Hallo meine Lesefreunde,

ich hatte kurz vor dem Lockdown zum Glück noch eine Menge Bücher aus der Bibliothek mitgenommen. Erst kam ich mir sehr doof vor, so viel auszuleihen, aber inzwischen bin ich wirklich froh darüber. Heute möchte ich euch wieder von einem solchen Buch berichten, das ich von meinem Stapel gelesen habe.

Die Fakten:
  • Autor: Tara Westover
  • Titel: Befreit (Original: Educated)
  • Übersetzung: Eike Schönfeld
  • Verlag: Kiepenheuer & Witsch
  • Erschienen: 2018
  • Seiten: 441
  • Preis: 12,00 Euro
  • Klappentext: "Tara Westover ist 17 Jahre alt, als sie zum ersten Mal eine Schulklasse betritt. Zehn Jahre später kann sie eine beeindruckende akademische Laufbahn vorweisen. Aufgewachsen im ländlichen Amerika, befreit sie sich aus einer ärmlichen, archaischen und von Paranoia und Gewalt geprägten Welt - durch Bildung, durch die Aneignung von Wissen, das ihr so lange vorenthalten worden war."

Zur Handlung: Tara wächst als Tochter in einer großen Familie auf. Sie hat einige Brüder und eine ältere Schwester. Die drei jüngsten Kinder existieren für den amerikanischen Staat nicht - ihre Geburt wurde nie gemeldet.

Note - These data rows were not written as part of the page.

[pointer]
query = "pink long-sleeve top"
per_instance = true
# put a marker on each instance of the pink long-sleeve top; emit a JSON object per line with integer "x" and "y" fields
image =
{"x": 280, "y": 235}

Tara hat nie das Innere einer Schule gesehen - im Gegensatz zu ihren älteren Geschwistern. Aber auch diese dürfen nun nicht mehr hingehen, denn der Vater fürchtet die Vergeltung der Regierung.

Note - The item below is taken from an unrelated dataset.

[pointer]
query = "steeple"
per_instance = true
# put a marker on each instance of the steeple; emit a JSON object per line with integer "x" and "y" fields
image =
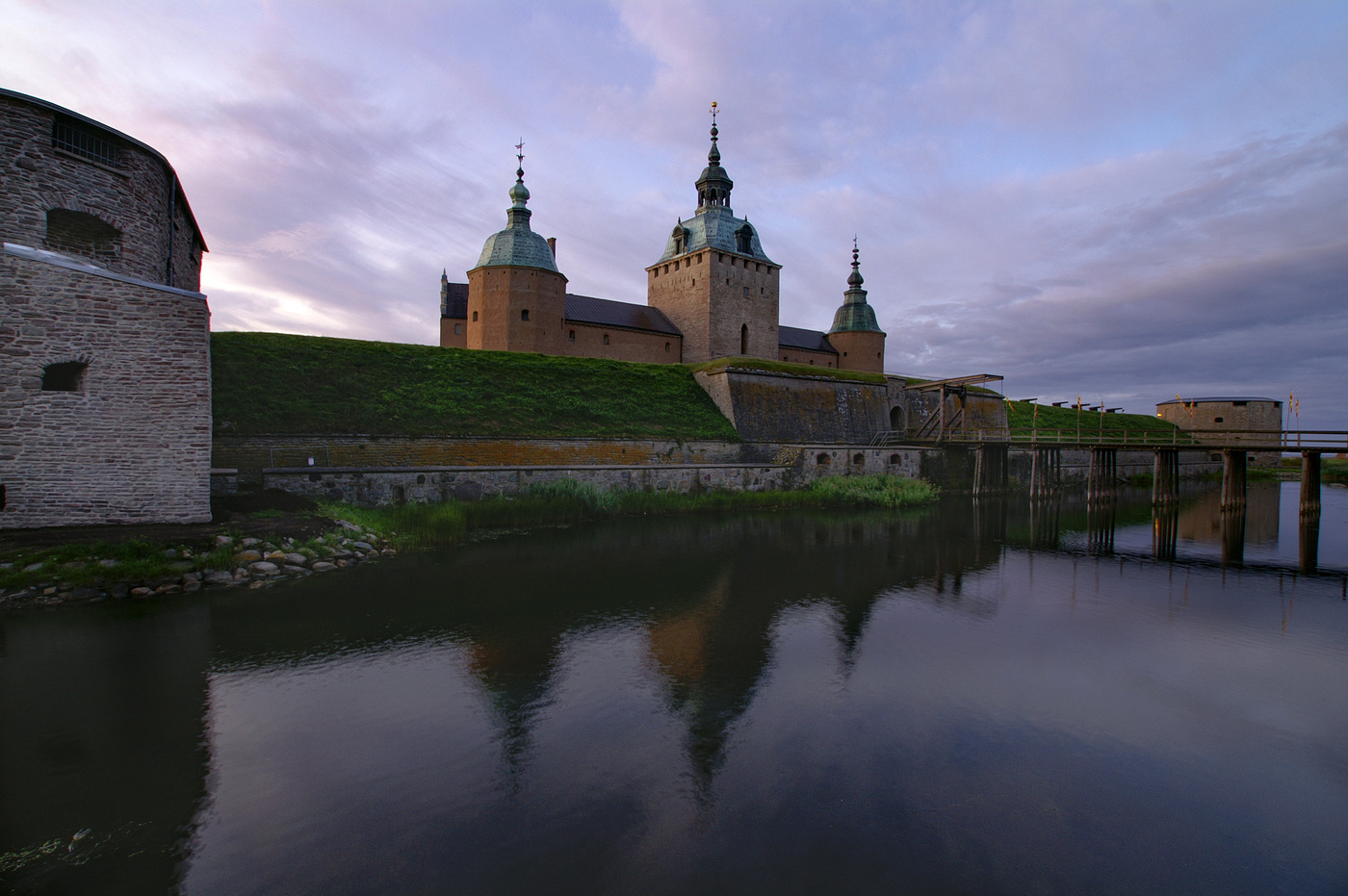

In Taras Welt ist der Staat immer schon der Gegner gewesen: er wird kommen und die Kinder der Familie wegnehmen. Sie werden kommen und alle erschießen. Tara weiß in ihrer Kindheit nicht, dass der Staat sich nicht die Bohne für die stark religiöse Großfamilie interessiert. Für Taras Vater sind alle Feinde, selbst die Mitglieder der Gemeinde und auch viele enge Verwandte. Er bereitet sich auf das Ende der Welt vor, und Gott wird's schon richten.

Gleich zu Beginn möchte ich sagen, dass diese Memoire mich deutlich härter getroffen hat, als ich erwartet hatte. Ich werde das vermutlich verbal nicht gut ausdrücken können, aber ich hoffe, ihr glaub mir das einfach. Dieses Buch handelt weniger davon, wie toll Bildung ist - das steht eher am Rande. Es geht vielmehr darum, wie man in einer dysfunktionalen Familie aufwächst und wie das das ganze Leben prägt und man auch mit dem Wissen darum nicht einfach alle Verbindungen kappen kann.

Das Buch ist geteilt in drei Teile, wobei der erste der längste ist. Dieser handelt von Taras Kindheit. Die ist geprägt davon, dass sie nur in ihrer Familie existiert. Tara hat keine Freunde im gleichen Alter, andere Verwandte wie die Großmutter sieht sie mit der Zeit immer seltener. Wir sehen hier, wie der Vater die absolute Macht über die Familie hat. Die Mutter ist scheinbar mit vielen Entscheidungen nicht einverstanden, macht aber immer, was sie soll, egal was es ihr abverlangt.

Wir sehen in diesem ersten Teil auch, wie sich familiale Probleme vererben. Wir erfahren von Taras Großmutter mütterlicherseits, die in großer Armut aufwuchs und immer gesagt bekam, dass sie nie einen guten Ehemann finden wird aufgrund ihrer Familie. Als sie nach dem Krieg doch einen Mann fand, baute sie sich - ihrer Meinung nach - die perfekte Familie auf, bei viel Wert auf das äußere gelegt wurde. Sie wollte für ihre Kinder nur die besten Voraussetzungen schaffen. Ihre Tochter wiederum, Taras Mutter, war davon so genervt, dass sie den Mann wählte, der die Eltern am meisten schockieren würde. Und mit diesem Mann nun musste sie ihr Leben verbringen - das war Taras Vater. Ähnliche Muster finden sich auch in meiner Familie, und ich finde das verstörend und gleichzeitig interessant.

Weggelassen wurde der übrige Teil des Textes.